PH: I wanted to get a sense of how you handled your early-career management - that's the focus of the project. Obviously, as an academic, you had a lot of preparatory work in terms of your graduate studies. It would be great to get a sense from you, in a narrative form, of how you chose to become a professor, if there were bumps along the way -

DO: Okay. I did not choose initially to become a professor at all. I was a graduate student at Cornell University. I sort of went into physics because I found it interesting, and I guess I was good at it. When it came time to actually look for jobs, I really thought more about going into industry.

So I think the only - I only interviewed with two companies. One was AT&T/Bell Laboratories, and the other was General Electric. So I interviewed with AT&T in the spring of '71, and then again in the fall of '71. In the spring, there was a hiring freeze on, but some guy named Dean McCumber was talking to me about making little tiny switches or plugs or something that were used in the tens or hundreds of millions in the Bell system. I guess my conclusion was well, that was kind of interesting. I'm not sure that was what I wanted to do.

Then I talked to the General Electric person, and he said there were no jobs available. He didn't talk at all about what they did there. Eventually I asked him and he goes, "Oh, well, we sort of bang on superconductors to try to get the critical fields up higher. Critical currents." So I say, okay, that sounds like fun. He says, "Oh, actually, we have a lot of parties." So eventually he gave me this application form, and I think the next week I talked again to the Bell Labs people, and this time it was XXXX Murdee, who's now dean of applied sciences at Harvard. For many years, we were at Bell Labs together. He asked me about what I was doing, and I told him about that. Then I asked him a few questions about Bell Labs, and it really sounded like the kind of place I really wanted to go to, basically doing research in an industrial setting.

There was still a hiring freeze on, but that was lifted in December, I think, and he sent an email [?] saying, "They've lifted the hiring freeze; when do you think you'll have enough to come by and give a talk?" I said, well, we just made this discovery - of course, this discovery eventually won the Nobel Prize, and so I spent the first 15 years of my career at Bell Laboratories. It was unquestionably in terms of research, the best years of my life.

PH: What made you make the decision to from there over to academia?

DO: I guess a couple of things: One was, the climate was changing at Bell Labs, there's no questions about that. My wife perceived in me a frustrated professor waiting to be born. I would go around the state of New Jersey and give lectures on low-temperature physics. Then I tried - for instance, I actually had an offer from Berkeley in '77 - that was a terrible year personally for both my wife and me. I left my visit to Berkeley to go down to claim the body of my brother, who'd just committed suicide. Within 3 months, my father also died. My wife left there to be at the bedside of her mother, who was dying from liver cancer. So we never considered that - the idea of making a major change at that time in my life seemed crazy.

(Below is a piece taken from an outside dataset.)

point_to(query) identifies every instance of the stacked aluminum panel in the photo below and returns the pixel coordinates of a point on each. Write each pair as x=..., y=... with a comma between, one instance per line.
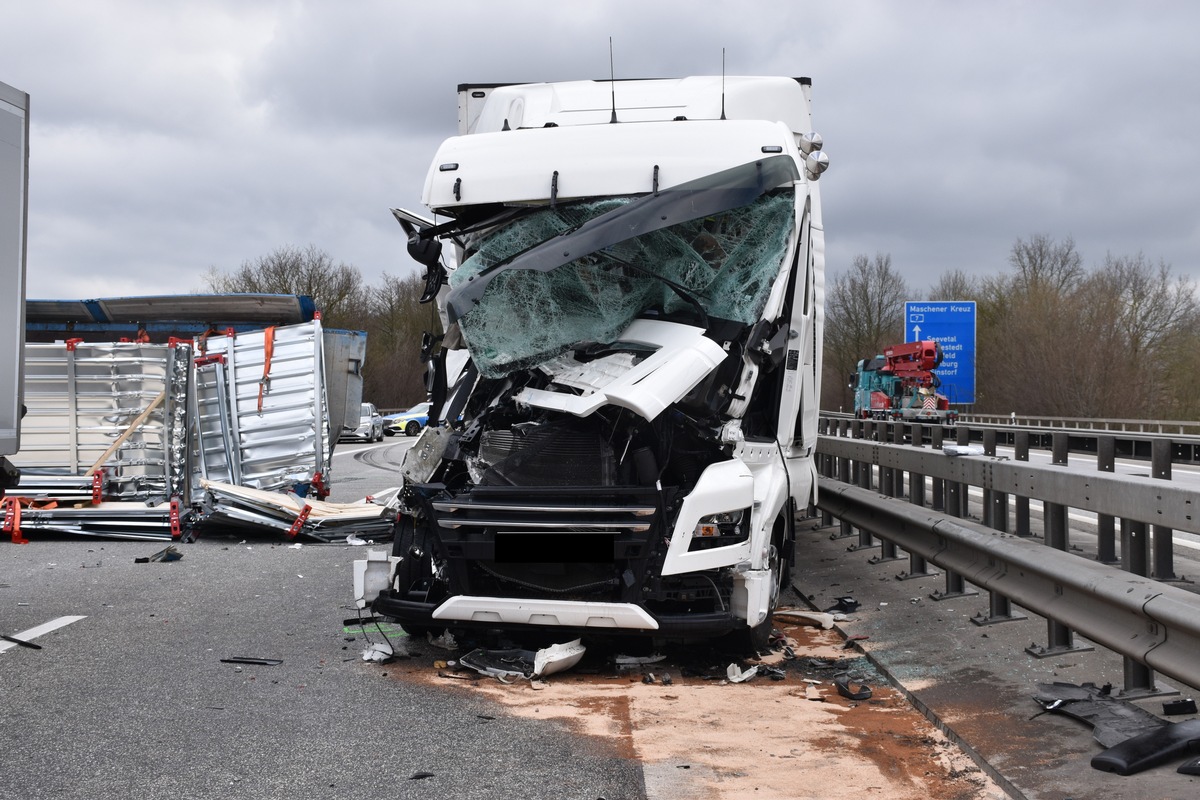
x=240, y=507
x=262, y=409
x=120, y=435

Almost every year starting in probably - well, the first offer I got was in 1973 - these are informal offers. And I just said, "I'm really happy at Bell Labs, and I'm going to stay there." The person said, "You're riding the crest of superfluid Helium-3; if you wait very long, that's going to break on the beach..." I told him, "If that's the case, I certainly wouldn't want to go to a university and disappoint them." (Chuckles)

PH: That's an interesting bit of perspective.

DO: Anyway, I stayed where I was. In 85, I think it was - actually, starting in probably 81 or 82, Cal Tech tried very patiently to hire me. I think in the end they made me an offer and it was extremely difficult to say no to it. It just went on and on and on, of trying to decide. We didn't particularly want to live in Los Angeles basin, for one thing. I was very concerned about my ability to attract research funding. I was not used to that kind of environment. At Bell Labs, occasionally I would lectured to that I wasn't spending enough money, and I knew the National Science Foundation was never going to do that to me.

PH: Right - a totally different frame of mind.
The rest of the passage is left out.